I spent a chunk of yesterday seeing how far I could go with getting this running. I ran into a bunch of different issues of varying severity - I don't know if you would prefer them all in one issue or split.

Trivial issues:

  1. aten::rsub unimplemented.
  2. aten::eq unimplemented.

(I'll probably do up a PR for these two later today.)

Simple issues:

  1. Arithmetic between a tensor and a scalar (e.g. 1.0 - someTensor).
    1. To get things working I ended up needing to change the caller to torch.tensor(1.0) - someTensor for now.
    2. It's possible this is just fallout of aten::rsub being unimplemented.
  2. aten::any_all_out unimplemented.
    1. This would be fairly straightforward to implement, except I can't actually find the precise semantics anywhere.
    2. I took a stab at it anyway and it started failing elsewhere, so... progress?

Complex issues:

  1. No support for aten::native_batch_norm without mean & variance. (This assert. Note that this is actually being hit when calling layer_norm.)
  2. No aten::index_select support.
    1. ...and dlprim appears to be mostly either various kernels, none of which appear to match, or elementwise operations or reductions.
    2. If you could point me at a bunch of testcases here, and recommend an approach, I could probably take a stab at it.
  3. No half-precision support.
    1. I took a stab at plumbing this in... but then I hit the wall of 'all of the backend kernels for dlprim appear to be hardcoded for single-precision input vectors'.
    2. In particular, native_batch_norm, but I suspect there's more than just that.
  4. Not your fault, but there's a surprising number of callerside changes that need to happen when using the private device backend.
    1. Even once aten is fully implemented this is nowhere near a dropin replacement backend.
    2. Lots of code calling torch.cuda.device_count() / torch.cuda.device / etc.
    3. Lots of code assuming integer device indexes work, when you need 'privateusedevice:0' instead.

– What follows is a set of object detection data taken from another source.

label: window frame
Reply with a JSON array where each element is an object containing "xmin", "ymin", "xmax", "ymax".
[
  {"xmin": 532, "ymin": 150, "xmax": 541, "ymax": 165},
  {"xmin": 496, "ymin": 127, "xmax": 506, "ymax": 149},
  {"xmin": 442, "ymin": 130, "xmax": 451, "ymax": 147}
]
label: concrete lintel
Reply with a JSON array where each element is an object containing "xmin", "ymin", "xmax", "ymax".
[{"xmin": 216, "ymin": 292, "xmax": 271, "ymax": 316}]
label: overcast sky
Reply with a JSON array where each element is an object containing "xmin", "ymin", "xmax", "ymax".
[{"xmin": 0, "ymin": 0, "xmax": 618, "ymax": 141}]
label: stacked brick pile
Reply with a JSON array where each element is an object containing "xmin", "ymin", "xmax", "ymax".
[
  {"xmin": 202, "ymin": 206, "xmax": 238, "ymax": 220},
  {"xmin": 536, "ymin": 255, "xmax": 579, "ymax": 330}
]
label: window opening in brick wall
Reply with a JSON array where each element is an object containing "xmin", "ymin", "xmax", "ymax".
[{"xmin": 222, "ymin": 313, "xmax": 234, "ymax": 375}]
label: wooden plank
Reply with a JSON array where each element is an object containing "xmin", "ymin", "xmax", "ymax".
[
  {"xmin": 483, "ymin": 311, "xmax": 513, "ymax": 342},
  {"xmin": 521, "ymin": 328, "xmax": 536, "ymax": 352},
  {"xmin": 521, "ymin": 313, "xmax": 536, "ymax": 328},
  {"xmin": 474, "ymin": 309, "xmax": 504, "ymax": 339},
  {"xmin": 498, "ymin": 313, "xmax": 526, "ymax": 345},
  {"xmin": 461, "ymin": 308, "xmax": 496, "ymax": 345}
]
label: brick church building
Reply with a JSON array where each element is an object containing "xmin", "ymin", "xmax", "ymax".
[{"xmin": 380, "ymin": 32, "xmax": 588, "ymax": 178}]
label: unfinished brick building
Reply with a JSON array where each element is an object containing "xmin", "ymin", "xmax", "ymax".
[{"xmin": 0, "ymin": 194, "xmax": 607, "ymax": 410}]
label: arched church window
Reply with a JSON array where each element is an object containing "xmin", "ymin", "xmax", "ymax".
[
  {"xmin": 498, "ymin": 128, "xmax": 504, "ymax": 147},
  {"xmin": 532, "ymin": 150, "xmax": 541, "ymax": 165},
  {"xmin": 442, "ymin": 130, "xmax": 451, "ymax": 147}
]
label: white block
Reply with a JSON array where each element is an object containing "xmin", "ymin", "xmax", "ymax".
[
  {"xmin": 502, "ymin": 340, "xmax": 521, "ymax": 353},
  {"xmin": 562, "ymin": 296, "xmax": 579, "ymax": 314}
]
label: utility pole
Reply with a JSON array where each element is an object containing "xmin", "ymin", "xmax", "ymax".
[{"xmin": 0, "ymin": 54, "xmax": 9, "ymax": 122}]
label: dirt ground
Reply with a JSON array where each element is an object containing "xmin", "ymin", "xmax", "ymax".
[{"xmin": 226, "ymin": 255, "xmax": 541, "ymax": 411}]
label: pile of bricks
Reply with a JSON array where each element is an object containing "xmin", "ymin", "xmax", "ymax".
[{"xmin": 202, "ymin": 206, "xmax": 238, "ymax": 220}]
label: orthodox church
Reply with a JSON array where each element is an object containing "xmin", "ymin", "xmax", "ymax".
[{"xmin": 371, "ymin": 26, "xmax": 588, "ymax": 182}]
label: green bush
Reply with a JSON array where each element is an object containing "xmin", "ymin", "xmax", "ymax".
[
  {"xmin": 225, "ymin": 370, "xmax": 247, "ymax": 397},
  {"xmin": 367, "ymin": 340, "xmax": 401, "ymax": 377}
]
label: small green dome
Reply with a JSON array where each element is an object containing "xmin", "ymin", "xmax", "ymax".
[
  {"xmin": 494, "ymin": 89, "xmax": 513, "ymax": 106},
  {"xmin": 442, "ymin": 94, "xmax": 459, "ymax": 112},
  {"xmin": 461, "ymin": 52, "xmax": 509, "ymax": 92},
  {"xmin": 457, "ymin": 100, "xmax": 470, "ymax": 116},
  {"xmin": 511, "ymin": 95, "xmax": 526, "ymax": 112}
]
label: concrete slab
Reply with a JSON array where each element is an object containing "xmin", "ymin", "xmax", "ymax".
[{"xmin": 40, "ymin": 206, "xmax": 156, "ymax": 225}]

...and that's where I ran out of time.

Is there documentation of the aten API anywhere?

artyom-beilis commented 1 year ago

Trivial issues:

  • aten::rsub unimplemented.
  • aten::eq unimplemented.

Take a look into src/pointwise_ops.cpp many stuff implemented there and some are trivial to do

No support for aten::native_batch_norm

Actually it is usually called from norm_layer and it is on its way for transformers, see https://github.com/artyom-beilis/pytorch_dlprim/discussions/16

No aten::index_select support

It looks like something that requires custom but simple GPU kernel... it is probably more complex in backward. If you can give me a simple example (mnist style) of when/how it is used in real world I can look into it.

No half-precision support

Biggest issue there is gemm and winograd kernels - writing their optimised versions is going to be hard. Without it half-precision isn't that useful beside storage. bfloat16 is similar... Currently I just don't have capacity to handle it. I think it is somewhat lower priority since most can be done just using regular float

Not your fault, but there's a surprising number of callerside changes that need to happen when using the private device backend.

Obviously :-) but these are least of the problems at this point

Is there documentation of the aten API anywhere?

The functions signatures that need to be implemented (of course not all of them) can be found in ATen/RegistrationDeclarations.h - you can find it in $VIRTUAL_ENV/lib/python3.*/site-packages/torch/include/ATen/RegistrationDeclarations.h

Other than that there some docs in the source code and most functions that appear in aten:: have their exact python copy and have public docs.